Additionally, packets bigger than the outgoing link MTU are considered nonconformant. It is expected that this situation will not arise with any frequency, because flow setup mechanisms are expected to notify the sending application of the appropriate path MTU.
In the presence of nonconformant packets arriving for one or more controlled-load flows, each network element must ensure locally that the following requirements are met:
1) The network element MUST continue to provide the contracted quality of service to those controlled-load flows not experiencing excess traffic.
2) The network element SHOULD prevent excess controlled-load traffic from unfairly impacting the handling of arriving best- effort traffic. This requirement is discussed further in Section 9 of this document (Guidelines for Implementors).
3) Consistent with points 1 and 2, the network element MUST attempt to forward the excess traffic on a best-effort basis if sufficient resources are available.
Network elements must not assume that that arrival of nonconformant traffic for a specific controlled-load flow will be unusual, or indicative of error.
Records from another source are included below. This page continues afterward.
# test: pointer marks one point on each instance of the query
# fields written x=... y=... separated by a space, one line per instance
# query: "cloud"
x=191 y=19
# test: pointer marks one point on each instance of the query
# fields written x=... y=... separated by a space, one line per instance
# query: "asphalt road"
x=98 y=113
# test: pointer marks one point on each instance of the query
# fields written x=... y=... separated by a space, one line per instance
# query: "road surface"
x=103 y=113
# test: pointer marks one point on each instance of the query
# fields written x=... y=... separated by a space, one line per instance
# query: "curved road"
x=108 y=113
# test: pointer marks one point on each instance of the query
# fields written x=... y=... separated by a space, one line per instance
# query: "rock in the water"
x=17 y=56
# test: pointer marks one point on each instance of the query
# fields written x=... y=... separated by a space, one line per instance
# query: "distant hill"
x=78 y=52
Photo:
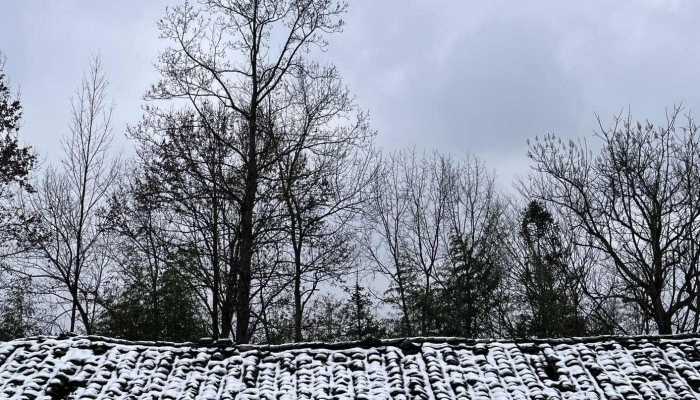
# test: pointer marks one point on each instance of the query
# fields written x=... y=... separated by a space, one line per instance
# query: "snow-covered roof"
x=439 y=368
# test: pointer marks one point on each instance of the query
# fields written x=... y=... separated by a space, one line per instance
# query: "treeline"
x=257 y=208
In certain circumstances (particularly, routers acting as the "split points" of a multicast distribution tree supporting a shared reservation) large numbers of packets will fail the conformance test *as a matter of normal operation*.
Network elements must not assume that data sources or upstream elements have taken action to "police" controlled-load flows by limiting their traffic to conform to the flow's TSpec. Each network element providing controlled-load service MUST independently ensure that the requirements given above are met in the presence of nonconformant arriving traffic for one or more controlled-load flows.
Network elements may use any appropriate implementation mechanism to meet the requirements given above. Examples of such mechanisms include token-bucket policing filters and per-flow scheduling algorithms. However, it is insufficient to simply place all controlled-load flows into the same shared resource pool, without first ensuring that non-conformant flows are prevented from starving conformant flows of the necessary processing resources.
Further discussion of this issue may be found in Section 11 of this note.
Beyond requirements 2 and 3 above, the controlled-load service does not define the QoS behavior delivered to flows with non-conformant arriving traffic. Specifically, it is permissible either to degrade the service delivered to all of the flow's packets equally, or to sort the flow's packets into a conformant set and a nonconformant set and deliver different levels of service to the two sets. This point is discussed further in Section 9 of this note.
When resources are available, network elements at points within the interior of the network SHOULD be prepared to accommodate packet bursts somewhat larger than the actual TSpec. This requirement derives from the traffic distortion effect described in Section 4. As described there, it may be met either through explicit means or statistical multiplexing of shared buffering resources.
When handling such traffic, it is permissible to allow some delaying of a packet if that delay would allow it to pass the policing function. (In other words, to reshape the traffic). However, the overall requirement for limiting the duration of any such traffic distortion must be considered. The challenge is to define a viable reshaping function.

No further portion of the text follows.